六賢人
「お主は」
気がつくと、相馬は黒い空間にいた。
一寸の先も見えない。不安が心をよぎる。
「悪かった。お主達は闇を恐れる生き物であったな」
そう言って、指を鳴らす音がする。
空が頭上に広がり、草原が足元に広がった。
「我が名はテオ。秩序の使徒」
そう、少年が名乗る。
相馬は戸惑いながら、答えを返す。
「俺は相馬。俺は……死んだのか?」
結婚したばかりで? 娘を置いて?
「いいや? この世界は外の世界に比べて時間の流れが遅い。ゆるりと話しても構わないだろう」
「……薄々嫌な予感がしてきたぞ。お前、何者だ」
「六賢人、秩序の使徒、テオ。賢者の石に宿りし意志の残骸とでも呼べるもの」
「賢者の石が、俺に興味を……?」
「そういうことだよ。
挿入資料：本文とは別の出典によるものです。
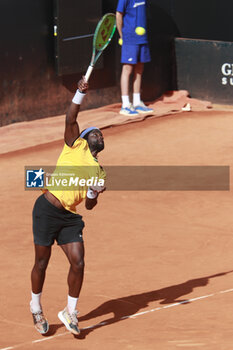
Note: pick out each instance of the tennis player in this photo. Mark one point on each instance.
(55, 217)
(131, 14)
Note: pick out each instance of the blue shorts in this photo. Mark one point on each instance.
(132, 54)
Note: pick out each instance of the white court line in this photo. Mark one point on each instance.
(122, 318)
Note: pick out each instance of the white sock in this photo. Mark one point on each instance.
(136, 99)
(125, 101)
(35, 302)
(72, 304)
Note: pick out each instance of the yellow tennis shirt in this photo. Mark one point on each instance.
(76, 170)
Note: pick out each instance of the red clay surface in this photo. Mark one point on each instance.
(158, 264)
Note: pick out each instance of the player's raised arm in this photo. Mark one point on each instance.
(119, 22)
(72, 128)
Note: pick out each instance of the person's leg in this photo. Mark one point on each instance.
(75, 254)
(42, 256)
(127, 70)
(137, 80)
(143, 56)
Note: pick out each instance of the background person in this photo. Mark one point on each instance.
(131, 15)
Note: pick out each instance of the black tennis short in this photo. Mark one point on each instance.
(51, 223)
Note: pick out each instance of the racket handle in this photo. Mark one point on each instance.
(88, 73)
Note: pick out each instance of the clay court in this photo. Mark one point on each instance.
(159, 264)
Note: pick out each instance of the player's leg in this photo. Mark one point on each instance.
(45, 226)
(42, 256)
(137, 80)
(128, 59)
(143, 57)
(75, 254)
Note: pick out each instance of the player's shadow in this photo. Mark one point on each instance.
(123, 307)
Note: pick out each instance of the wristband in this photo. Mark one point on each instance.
(78, 97)
(91, 194)
(120, 41)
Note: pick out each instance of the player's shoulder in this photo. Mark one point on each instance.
(79, 142)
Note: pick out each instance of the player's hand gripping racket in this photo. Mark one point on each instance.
(103, 34)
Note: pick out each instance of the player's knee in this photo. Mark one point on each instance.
(41, 264)
(77, 265)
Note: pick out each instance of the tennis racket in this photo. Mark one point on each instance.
(103, 34)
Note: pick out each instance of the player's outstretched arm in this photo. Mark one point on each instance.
(92, 195)
(72, 128)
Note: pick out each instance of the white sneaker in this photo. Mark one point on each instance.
(128, 111)
(69, 320)
(142, 108)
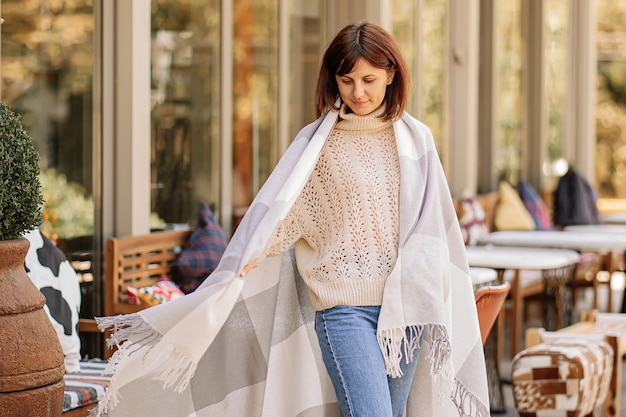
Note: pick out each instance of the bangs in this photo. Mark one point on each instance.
(379, 59)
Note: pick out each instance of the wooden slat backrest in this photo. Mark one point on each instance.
(138, 261)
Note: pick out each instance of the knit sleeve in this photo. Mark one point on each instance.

君はあのメンツの中では弱い。何故、残ることを選んだ」
「遠距離狙撃型が残るのが一番だと思った。それが、自然だ」
「実に合理的だね。けど、その計算に君自信の命の危機は数えられているのかな?」
「俺が死んでも、娘は嫁が見てくれる。死んでもいいや程度の気分だった」
「くっくっく」
テオは喉を鳴らして笑った。
「お前は自分に甘いのか厳しいのかわからない男だな。そこは、嫁のためにも自分は生き残りたいと思うところであろう」
「信頼してるんで。相手を」
「よかろう。お前の行動には正義がある。秩序がある。私はお前の力たらんとしよう」
「俺に、力を……?」
「目を覚ませ。お前の攻撃力は格段に上がっている」
一瞬、自分の気が緩んでいると気がついて、気合を入れ直した。
(今のは、夢か……?)
敵の拳銃の射程範囲の外に逃げる。
そして、銃弾のリロードをすると、手首に見慣れぬブレスレットがあることに気がついた。
金色の、ブレスレット。
(まさか……)
「自分を信じて力を込めてみな」
テオの声がした。
銃を構えて、敵に狙いを定める。
その瞬間、銃口が巨大になった。
「まさか、な……」
自分自身でも半信半疑だった。
銃弾を放った瞬間、闇の中に光が走った。
巨大なレーザーが、敵を蹂躙していた。
「これが……賢者の石……」
半分戦々恐々としつつ、相馬は呟いた。